Quindi il mio consiglio ai giovani è di impegnarsi costantemente per dare forma alla passione. Ne approfitto per ringraziare Masseria Stali e lo chef Giancarlo Mele che hanno realizzato per me, oggi, uno straordinario percorso, reinterprentando in chiave innovativa ma molto coerente, i piatti della tradizione salentina .

Pedro, la cucina argentina e la tua cucina hanno conservato traccia dei nostri emigranti italiani sbarcati tanti anni fa in Sud-America in cerca di fortuna?

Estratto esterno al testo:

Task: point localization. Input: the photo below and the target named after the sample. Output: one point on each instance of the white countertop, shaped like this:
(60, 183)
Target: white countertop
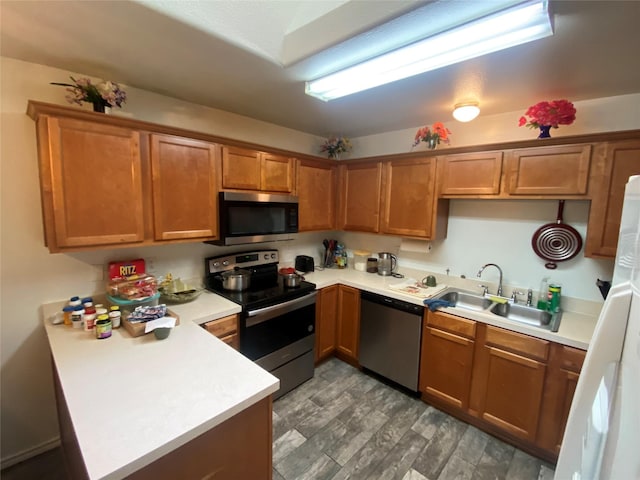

Certamente sì. L’Argentina è forse il paese più italiano al mondo. Lo slang come anche alcune abitudini hanno radici italiane. Per quanto riguarda la cucina, vi sono piatti che hanno un DNA italiano e le cui radici sono facilmente intuibili. Gli argentini hanno, infatti, nei loro menù la pasta, la pizza e il gelato. Tutti prodotti che riconducono all’Italia. Certo, questi piatti hanno una radice italiana ma non hanno nulla a che fare con pasta e pizza italiani.

C’è da dire che noi in questo momento stiamo lavorando molto per dare un’identità alla cucina argentina. Ma è difficile perché abbiamo una mescolanza tale di provenienze diverse, europee ed extra-europee da rendere tutto molto difficile. Inoltre sentiamo la eco dei nostri vicini sud-americani e quindi costruire questa identità, che poi ruoterà intorno alla carne per la quale siamo famosissimi, sembra essere un percorso complesso e articolato.

Tra qualche giorno rifarai le valigie e tornerai nella tua Argentina. Cosa ti porterai via con te dalla Puglia?

Intanto porterò via due bottiglie di buon olio che ho potuto degustare qui a Masseria Stali. E poi porterò nel mio cuore i colori, la luce, i profumi. Mi ha colpito molto la gente di qui; l’attaccamento e l’orgoglio di appartenere a questa terra sono sentimenti che ho letto negli occhi di tutte le persone che ho incontrato in questi giorni, qui nel Salento. Saranno sguardi, sorrisi e abbracci che porterò via con me.

Si conclude così quest’esperienza che ha visto amicizia tra i popoli, identità territoriale, prodotti e professionalità mixati sapientemente da Masseria Stali e serviti agli ospiti su un piatto d’argento.